Projecto “Filósofos a Brincar: Filosofia com Crianças no
pré-escolar e 1º ciclo” na Escola Infantil A Flor, Porto (3, 4 e 5 anos).
1ª Sessão – O Objecto
Mistério
Objectivos deste
exercício
1 - Arriscar Pensar
Este é um exercício que uso com os meus alunos logo nas
primeiras sessões de Filosofia com Crianças. É um exercício muito simples e que
ajuda as crianças a sentirem-se à vontade para explorar o desconhecido (“O que
é?”) e arriscar pensar em hipóteses e alternativas (“O que pode ser?”) para
preencherem esse espaço vazio da ignorância, não esperando por uma resposta do
professor.
2 - Ginástica Conceptual
É também um excelente exercício para lançar os alunos numa
busca de conceitos e explicações para os vários objectos e usos que o grupo vai
propondo. Esta sessão teve um momento interessante dessa “ginástica conceptual”

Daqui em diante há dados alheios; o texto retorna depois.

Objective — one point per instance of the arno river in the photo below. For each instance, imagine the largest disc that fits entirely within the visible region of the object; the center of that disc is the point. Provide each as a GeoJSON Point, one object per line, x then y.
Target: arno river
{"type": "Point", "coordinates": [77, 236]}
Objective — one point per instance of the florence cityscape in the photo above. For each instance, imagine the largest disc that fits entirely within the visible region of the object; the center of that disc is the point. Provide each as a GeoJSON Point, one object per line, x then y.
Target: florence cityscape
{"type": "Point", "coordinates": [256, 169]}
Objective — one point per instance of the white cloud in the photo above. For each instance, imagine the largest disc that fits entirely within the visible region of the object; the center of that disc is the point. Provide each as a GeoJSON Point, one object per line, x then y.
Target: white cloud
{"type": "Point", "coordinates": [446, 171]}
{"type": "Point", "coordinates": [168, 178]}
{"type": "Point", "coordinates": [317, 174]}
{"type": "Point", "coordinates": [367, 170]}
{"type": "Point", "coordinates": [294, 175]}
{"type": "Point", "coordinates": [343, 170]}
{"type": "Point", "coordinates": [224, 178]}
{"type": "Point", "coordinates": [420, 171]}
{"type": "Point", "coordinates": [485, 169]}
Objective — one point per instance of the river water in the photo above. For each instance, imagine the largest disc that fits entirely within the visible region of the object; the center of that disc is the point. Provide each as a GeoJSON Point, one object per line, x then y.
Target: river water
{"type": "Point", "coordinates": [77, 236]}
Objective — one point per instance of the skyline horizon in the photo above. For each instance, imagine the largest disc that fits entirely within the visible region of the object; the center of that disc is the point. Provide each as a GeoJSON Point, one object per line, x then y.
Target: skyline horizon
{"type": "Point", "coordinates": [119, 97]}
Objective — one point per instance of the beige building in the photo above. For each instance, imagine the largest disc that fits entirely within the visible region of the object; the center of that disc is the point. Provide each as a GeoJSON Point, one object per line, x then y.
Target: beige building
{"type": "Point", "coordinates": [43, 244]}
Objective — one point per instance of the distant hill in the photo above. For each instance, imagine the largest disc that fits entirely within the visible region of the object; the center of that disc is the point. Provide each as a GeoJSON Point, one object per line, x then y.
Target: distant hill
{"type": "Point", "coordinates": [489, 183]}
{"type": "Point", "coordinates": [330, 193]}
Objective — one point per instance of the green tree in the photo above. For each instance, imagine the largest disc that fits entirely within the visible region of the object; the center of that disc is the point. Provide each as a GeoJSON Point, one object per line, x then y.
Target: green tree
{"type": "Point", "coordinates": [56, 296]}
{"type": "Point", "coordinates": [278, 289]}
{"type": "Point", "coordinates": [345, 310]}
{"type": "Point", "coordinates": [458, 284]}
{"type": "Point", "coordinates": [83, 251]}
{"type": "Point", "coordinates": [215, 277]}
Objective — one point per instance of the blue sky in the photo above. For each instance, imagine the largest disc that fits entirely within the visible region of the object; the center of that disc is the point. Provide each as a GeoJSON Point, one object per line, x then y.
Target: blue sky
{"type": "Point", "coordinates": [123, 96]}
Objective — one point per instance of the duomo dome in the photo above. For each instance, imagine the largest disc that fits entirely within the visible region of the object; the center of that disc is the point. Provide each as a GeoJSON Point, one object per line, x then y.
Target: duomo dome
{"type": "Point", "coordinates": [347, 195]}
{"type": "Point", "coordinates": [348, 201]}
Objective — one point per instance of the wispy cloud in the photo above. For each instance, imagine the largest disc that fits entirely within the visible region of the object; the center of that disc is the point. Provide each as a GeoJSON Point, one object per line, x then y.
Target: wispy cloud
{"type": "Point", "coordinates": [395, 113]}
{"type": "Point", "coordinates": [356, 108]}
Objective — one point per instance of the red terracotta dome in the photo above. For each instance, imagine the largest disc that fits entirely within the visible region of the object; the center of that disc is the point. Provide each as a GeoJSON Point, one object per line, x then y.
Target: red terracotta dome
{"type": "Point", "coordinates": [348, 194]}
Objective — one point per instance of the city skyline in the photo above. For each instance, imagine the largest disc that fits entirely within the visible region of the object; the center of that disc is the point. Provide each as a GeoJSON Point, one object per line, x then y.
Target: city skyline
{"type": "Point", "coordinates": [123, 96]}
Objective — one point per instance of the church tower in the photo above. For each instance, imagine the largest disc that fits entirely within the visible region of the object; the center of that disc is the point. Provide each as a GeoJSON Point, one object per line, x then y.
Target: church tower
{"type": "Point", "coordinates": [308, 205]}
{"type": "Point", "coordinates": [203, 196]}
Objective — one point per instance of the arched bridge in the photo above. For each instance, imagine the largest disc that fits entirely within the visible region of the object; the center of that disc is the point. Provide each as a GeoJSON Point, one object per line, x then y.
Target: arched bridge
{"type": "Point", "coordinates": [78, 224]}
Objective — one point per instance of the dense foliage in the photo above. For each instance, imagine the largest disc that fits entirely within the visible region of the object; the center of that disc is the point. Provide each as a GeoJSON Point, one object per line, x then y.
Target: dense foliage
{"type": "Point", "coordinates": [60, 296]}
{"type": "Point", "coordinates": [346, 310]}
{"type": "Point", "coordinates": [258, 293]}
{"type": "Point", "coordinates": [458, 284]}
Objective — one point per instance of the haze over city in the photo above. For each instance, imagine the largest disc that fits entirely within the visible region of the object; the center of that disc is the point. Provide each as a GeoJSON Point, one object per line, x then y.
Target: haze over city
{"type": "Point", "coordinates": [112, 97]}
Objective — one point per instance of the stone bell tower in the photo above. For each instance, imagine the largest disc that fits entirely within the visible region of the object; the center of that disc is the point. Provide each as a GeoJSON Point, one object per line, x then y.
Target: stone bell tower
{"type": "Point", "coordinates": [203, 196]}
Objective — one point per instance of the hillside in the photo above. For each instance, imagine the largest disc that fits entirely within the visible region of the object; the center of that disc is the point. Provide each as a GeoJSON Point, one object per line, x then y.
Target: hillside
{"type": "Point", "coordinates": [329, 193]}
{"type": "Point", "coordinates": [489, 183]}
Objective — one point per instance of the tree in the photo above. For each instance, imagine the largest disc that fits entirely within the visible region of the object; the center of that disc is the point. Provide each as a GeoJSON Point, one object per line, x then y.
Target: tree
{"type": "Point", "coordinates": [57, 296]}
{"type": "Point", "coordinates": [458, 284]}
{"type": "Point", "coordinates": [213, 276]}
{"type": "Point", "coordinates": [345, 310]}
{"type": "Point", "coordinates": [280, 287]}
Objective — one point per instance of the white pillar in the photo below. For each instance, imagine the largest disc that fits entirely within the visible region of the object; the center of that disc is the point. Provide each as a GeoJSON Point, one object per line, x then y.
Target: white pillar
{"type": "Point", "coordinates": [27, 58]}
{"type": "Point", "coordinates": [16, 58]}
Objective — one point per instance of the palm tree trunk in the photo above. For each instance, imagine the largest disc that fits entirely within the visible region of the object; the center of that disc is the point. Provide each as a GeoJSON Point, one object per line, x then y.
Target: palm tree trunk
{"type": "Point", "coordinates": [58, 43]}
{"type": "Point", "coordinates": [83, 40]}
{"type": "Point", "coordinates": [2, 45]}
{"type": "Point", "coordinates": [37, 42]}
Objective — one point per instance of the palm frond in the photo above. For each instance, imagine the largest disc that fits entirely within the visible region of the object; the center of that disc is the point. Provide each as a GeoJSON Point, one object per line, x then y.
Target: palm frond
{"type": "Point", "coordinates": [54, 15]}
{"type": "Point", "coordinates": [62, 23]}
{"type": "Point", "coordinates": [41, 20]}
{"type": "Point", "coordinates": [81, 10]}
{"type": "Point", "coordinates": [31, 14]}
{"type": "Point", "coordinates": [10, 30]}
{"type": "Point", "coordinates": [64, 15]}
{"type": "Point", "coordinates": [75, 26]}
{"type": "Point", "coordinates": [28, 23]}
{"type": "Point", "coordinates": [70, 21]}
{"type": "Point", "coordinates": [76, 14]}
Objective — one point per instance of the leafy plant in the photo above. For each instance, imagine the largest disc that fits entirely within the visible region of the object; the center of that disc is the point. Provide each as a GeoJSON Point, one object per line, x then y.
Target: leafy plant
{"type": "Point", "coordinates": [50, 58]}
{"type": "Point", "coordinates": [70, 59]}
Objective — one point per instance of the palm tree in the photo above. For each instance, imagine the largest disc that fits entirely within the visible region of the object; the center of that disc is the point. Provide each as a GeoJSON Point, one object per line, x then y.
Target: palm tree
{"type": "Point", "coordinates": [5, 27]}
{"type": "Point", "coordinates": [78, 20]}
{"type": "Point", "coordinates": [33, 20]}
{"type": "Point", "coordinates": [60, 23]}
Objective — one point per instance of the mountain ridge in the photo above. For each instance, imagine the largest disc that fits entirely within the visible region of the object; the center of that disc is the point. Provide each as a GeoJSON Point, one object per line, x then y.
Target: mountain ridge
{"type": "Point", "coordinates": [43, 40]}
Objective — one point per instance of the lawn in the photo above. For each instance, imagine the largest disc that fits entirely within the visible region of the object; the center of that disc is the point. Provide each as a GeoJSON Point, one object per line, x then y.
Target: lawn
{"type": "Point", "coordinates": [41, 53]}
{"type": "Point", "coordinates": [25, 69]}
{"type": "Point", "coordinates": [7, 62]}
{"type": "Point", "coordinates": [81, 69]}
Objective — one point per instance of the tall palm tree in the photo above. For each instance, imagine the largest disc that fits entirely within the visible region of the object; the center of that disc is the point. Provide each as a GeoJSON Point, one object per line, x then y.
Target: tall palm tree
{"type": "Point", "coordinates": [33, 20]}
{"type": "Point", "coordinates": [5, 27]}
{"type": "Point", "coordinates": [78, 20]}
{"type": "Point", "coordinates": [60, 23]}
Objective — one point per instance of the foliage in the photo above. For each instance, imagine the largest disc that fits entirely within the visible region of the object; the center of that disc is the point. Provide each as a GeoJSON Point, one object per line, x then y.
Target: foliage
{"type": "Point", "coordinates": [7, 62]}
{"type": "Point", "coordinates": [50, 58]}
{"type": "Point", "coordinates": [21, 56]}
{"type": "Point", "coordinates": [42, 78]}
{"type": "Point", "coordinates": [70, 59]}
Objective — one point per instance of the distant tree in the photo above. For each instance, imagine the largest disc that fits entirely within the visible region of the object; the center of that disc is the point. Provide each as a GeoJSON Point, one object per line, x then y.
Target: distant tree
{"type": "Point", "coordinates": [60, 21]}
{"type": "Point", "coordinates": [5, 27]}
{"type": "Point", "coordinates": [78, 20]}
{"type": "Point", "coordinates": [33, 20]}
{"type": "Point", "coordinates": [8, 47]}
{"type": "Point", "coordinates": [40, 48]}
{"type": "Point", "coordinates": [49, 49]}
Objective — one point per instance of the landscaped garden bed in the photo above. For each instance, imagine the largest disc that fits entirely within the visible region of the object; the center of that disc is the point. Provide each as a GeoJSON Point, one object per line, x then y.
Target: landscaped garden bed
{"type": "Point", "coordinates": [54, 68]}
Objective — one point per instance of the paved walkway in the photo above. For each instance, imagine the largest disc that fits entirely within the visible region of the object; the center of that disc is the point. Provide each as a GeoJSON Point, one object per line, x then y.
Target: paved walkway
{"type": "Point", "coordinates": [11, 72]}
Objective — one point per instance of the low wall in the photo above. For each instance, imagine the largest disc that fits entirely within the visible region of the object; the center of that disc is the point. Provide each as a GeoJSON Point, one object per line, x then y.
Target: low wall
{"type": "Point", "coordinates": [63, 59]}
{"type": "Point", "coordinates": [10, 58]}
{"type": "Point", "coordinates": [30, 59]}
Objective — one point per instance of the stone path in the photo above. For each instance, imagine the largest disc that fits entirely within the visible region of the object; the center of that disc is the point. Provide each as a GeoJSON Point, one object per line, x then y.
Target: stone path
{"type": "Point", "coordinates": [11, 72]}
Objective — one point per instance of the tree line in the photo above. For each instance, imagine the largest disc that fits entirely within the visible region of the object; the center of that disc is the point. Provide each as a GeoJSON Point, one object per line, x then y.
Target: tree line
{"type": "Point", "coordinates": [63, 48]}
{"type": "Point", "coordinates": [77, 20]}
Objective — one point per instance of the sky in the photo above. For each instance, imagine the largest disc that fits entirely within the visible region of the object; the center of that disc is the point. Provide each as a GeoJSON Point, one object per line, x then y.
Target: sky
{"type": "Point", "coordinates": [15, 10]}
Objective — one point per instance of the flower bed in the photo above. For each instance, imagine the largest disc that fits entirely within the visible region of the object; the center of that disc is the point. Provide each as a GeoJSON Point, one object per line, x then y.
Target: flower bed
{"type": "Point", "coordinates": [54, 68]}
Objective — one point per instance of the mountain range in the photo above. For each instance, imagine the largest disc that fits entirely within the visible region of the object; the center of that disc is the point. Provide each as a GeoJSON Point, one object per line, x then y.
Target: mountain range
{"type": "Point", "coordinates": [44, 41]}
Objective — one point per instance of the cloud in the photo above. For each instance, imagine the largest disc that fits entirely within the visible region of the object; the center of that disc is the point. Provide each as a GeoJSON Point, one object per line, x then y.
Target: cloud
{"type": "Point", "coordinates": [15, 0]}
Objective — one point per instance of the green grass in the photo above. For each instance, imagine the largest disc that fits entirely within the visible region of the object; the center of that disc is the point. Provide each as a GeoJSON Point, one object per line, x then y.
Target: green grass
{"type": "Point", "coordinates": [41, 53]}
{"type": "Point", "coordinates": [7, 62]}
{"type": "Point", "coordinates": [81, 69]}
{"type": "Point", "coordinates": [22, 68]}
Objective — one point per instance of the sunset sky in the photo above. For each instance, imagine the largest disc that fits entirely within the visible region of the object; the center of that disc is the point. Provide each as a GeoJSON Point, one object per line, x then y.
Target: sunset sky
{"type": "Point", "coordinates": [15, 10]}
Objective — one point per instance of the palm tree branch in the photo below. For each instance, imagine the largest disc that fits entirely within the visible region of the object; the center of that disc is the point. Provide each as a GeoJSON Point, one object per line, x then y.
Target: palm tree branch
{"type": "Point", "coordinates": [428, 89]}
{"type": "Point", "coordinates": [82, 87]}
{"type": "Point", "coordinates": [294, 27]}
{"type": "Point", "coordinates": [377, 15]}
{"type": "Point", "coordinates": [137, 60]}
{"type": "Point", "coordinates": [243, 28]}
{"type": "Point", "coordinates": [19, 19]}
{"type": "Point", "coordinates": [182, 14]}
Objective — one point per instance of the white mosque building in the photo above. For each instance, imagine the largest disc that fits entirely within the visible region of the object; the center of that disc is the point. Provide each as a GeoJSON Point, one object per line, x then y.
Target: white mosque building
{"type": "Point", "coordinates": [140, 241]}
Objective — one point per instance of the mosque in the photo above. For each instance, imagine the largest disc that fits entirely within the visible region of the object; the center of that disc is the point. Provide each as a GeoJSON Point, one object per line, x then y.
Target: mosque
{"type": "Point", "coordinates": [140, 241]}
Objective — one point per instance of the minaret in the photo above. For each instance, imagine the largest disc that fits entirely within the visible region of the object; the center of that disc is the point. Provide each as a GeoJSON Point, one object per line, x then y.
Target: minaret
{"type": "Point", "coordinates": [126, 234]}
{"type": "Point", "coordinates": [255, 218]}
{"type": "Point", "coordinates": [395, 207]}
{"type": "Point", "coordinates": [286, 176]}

quando o Guilherme, de 5 anos se deparou com dois conceitos que intuia serem
diferentes mas, no entanto, não conseguia explicar em que eram diferentes por
serem, na realidade, muito próximos.
- “Esse objecto não pode servir para cortar relva, como diz
o Mauro, pois não é uma máquina.”
- “Então o que é?”
- “É uma ferramenta!”
- “Qual é a diferença entre uma máquina e uma ferramenta?”
- “Não sei” – respondeu ao fim de algum tempo a pensar.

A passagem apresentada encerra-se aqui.